Her brow was damp. She put her head down to the clammy tip of the phone. A monotone confirmed that her father had gone. Of course, she thought. He has to play tennis and prepare his body for dispersal. Really there’s no point expecting him to dole out money. He doesn’t have much, and what he has, well, he needs. Of course he does! He needs it to bribe the ferryman, all the rest. She hovered by the phone for a moment, thinking of calling him back and leaving a message. Daddy dear, the dough is all yours. You enjoy it, you old cricket. Splash out, buy Sarah a new wig. Thanks so much, Daddy. Thanks. Instead she called Kersti again, risking her thundering wrath. This time Kersti was out. ‘Would you like to leave a message?’ Tell her t
he guardians of the laws are angry. Tell her I have failed to unlock the secrets of TEMP. That a star is about to fall. The Kills are abroad.
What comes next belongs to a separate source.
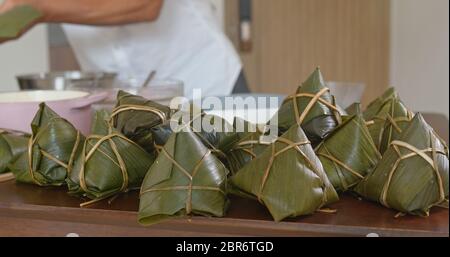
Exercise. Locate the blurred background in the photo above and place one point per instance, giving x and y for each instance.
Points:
(379, 43)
Tell her I still believe in the possibility of perfection and I wonder if she feels the same. ‘No, no message,’ said Rosa. ‘I’ll try again later.’
Rosa put down the phone. Again she was smiling. Her moods were shifting from one extreme to another. There was this lurking sense of despair and as if her own personal eschaton was nigh but she was trying to ignore it, quash it at least. Then the phone rang again and Rosa, hoping it was Andreas, said, ‘Jawohl?’
‘Hello, can I speak to Rosa Lane?’
‘Yes, speaking,’ she said.
‘Martin White here, from the Daily Post,’ said a happy elegant voice.
‘Hello,’ said Rosa uncertainly. Well, this is a surprise, she thought. She sat on the folding table and nearly slid off it, steadied herself and said ‘Hello’ again. Encore, she thought.
‘Good idea, your idea for the piece. Good idea. Nice sound to your style. Good enough. A little manic, perhaps you could tone it down. Just send it in, a little calmer,’ he said.
‘You really liked it?’ said Rosa.
‘Yes, yes, quite a good idea. Elective destitution. Good. A bit odd, just what the readers like,’ said Martin White. ‘Not really your largest demographic, I mean I can’t imagine there are so many of them, but I like the bit about blaming the baby boomers. Good idea. Give it a go. Send it to me whenever you can. About 600 words. Sorry not to give you more. You know, in plain English for the general reader. OK?’
‘Thanks, thanks very much,’ said Rosa.
She put the phone down and, because this was the best news she had had in ages and the first sniff of money for a long while, she cried. She wasn’t sure why she started gushing like a sap. It was an over-reaction. As she stopped crying she felt a sense of great joy, but then she wiped her eyes and realised that Martin White’s intervention, which had seemed so fortuitous just a few seconds earlier, so much like manna from heaven, didn’t really solve her immediate problem. Even if he took her article, she wouldn’t get the money for weeks. And, anyway, wasn’t it precisely her inability to write that was the problem? And now she thought she was saved, because someone had asked her to be a journalist again! ‘Shog,’ she said aloud. ‘Bloody shog!’